Madame deSade

Canada's Most Famous Dominatrix

CURRENT LEGAL BATTLE

This Summer of 2008 will see the bawdy-house laws tested in court. This is a law suit against the Federal Government. I am one of the plaintiffs in the case. Professor Alan Young, a very prominent Canadian lawyer and Professor of Law at Osgoode Hall York University, will head our legal team. I was cross-examined in a pretrial session on June 6. These sessions will continue leading into the trial. The actual trial, where I am one of three plaintiffs, is expected in 2009.

It is not unlawful to work as a prostitute, yet the accompanying criminal prohibitions make it virtually impossible to pursue this lawful trade in a safe and secure environment. This action will challenge some sections of the Criminal Code: Sections 210 (bawdy house), Section 212 (1)(j) (living on the avails) and Section 213(1)(c) (communication for the purpose).

The bawdy house prohibition denies the sex-trade worker a safe haven for pursuing this lawful trade and the living on the avails provision prevents the sex-trade worker from hiring the services of a manager, driver, bodyguard, etc.  We are all aware of the many prostitutes who have been murdered or have disappeared in recent years throughout Canada.

The Safety Argument will be brought under Section 7 of the Canadian Charter of Rights and Freedoms. It will be argued that the law is too arbitrary since the harms to society caused by the law distinctly outweigh benefits to society gained by the law. We will present many witnesses and other evidence to support this argument.

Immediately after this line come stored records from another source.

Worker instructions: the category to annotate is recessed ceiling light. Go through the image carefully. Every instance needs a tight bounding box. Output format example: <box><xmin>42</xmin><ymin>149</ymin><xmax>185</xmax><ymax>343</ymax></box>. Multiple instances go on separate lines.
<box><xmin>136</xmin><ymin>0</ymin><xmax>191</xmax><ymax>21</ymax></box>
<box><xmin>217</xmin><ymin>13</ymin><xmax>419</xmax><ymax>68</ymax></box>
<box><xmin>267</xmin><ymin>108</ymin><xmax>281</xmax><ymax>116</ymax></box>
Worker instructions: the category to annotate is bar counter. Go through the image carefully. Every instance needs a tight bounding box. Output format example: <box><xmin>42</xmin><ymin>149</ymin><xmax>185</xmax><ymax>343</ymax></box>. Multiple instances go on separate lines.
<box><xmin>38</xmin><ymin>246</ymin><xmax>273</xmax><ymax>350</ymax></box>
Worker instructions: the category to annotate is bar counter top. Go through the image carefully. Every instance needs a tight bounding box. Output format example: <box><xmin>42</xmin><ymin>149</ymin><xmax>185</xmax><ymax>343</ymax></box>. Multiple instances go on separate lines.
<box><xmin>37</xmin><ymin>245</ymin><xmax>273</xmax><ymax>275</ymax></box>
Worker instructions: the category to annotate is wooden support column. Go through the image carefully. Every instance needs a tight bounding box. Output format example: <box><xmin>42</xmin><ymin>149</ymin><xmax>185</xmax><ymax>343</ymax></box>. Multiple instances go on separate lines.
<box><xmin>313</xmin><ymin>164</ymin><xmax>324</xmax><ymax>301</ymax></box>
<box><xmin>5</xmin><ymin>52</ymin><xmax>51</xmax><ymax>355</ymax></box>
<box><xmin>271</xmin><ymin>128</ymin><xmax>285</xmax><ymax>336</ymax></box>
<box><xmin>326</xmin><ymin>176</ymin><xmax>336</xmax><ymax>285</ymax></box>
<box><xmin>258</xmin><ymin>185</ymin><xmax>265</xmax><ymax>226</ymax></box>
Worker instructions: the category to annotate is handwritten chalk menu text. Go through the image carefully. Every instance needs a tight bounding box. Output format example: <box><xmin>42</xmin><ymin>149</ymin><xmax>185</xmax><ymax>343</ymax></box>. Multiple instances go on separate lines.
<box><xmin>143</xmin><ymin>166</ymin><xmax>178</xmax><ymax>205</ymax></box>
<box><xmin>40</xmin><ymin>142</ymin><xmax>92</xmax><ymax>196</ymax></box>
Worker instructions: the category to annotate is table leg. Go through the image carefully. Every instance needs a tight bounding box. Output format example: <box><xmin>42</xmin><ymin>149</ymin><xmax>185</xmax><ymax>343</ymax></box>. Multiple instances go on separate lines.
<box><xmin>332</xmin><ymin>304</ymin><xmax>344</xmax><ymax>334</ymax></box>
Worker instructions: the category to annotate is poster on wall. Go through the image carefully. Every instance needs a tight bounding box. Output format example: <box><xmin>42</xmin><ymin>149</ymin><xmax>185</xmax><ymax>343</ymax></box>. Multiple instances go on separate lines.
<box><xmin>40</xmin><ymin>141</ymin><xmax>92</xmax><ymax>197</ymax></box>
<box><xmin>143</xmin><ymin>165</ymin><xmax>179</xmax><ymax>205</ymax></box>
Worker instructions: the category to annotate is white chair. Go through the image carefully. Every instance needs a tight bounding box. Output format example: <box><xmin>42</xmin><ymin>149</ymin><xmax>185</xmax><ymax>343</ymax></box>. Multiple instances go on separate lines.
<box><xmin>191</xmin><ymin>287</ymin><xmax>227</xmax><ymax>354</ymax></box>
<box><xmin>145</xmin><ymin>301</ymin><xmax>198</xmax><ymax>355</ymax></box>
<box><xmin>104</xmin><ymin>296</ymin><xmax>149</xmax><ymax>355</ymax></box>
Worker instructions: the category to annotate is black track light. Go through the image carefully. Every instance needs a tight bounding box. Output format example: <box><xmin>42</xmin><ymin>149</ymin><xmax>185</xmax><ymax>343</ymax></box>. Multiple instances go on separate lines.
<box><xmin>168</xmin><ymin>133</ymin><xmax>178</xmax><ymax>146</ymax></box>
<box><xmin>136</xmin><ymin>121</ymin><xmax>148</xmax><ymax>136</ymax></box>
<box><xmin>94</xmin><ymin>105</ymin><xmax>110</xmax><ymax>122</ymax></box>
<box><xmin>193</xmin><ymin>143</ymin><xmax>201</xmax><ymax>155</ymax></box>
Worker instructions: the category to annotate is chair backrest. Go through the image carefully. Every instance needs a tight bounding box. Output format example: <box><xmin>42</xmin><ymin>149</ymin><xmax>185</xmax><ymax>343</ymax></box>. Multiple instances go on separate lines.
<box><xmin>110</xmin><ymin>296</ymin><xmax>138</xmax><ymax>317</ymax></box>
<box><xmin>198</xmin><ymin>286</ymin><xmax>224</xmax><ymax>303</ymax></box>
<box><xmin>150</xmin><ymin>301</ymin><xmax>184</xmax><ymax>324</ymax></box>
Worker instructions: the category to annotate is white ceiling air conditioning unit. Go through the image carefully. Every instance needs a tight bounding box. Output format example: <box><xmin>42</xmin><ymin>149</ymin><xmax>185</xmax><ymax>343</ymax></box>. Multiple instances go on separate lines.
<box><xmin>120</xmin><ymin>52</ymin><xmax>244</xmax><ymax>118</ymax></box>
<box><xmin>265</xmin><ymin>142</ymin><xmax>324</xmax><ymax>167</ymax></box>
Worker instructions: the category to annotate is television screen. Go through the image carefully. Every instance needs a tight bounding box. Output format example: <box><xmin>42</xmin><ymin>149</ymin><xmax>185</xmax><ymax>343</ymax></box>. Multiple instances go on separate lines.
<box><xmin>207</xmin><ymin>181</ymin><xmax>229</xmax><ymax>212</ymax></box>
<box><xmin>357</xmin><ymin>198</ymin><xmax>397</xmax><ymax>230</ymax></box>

The present constitutional challenge is unique from a technical legal perspective in a number of ways including these two following facts. Previously no empirical evidence concerning the operation of these laws was introduced into court. Secondly, the laws were previously challenged on the basis of economic liberty, vagueness and freedom of expression.

Since the previous decisions the Supreme Court of Canada has not been apprised of numerous studies commissioned by the Federal Department of Justice in 1987, and the Report of the Federal/Provincial Working Group on Prostitution in 1998. These studies documented the ineffectiveness of the current laws in achieving their stated purpose and suggest that the Supreme Court may have ruled differently in the past if this evidence had been available.

Overturning the law will allow sex-trade workers to come off the streets and operate safely from private property under the full protection of the law. It will end this discrimination against women.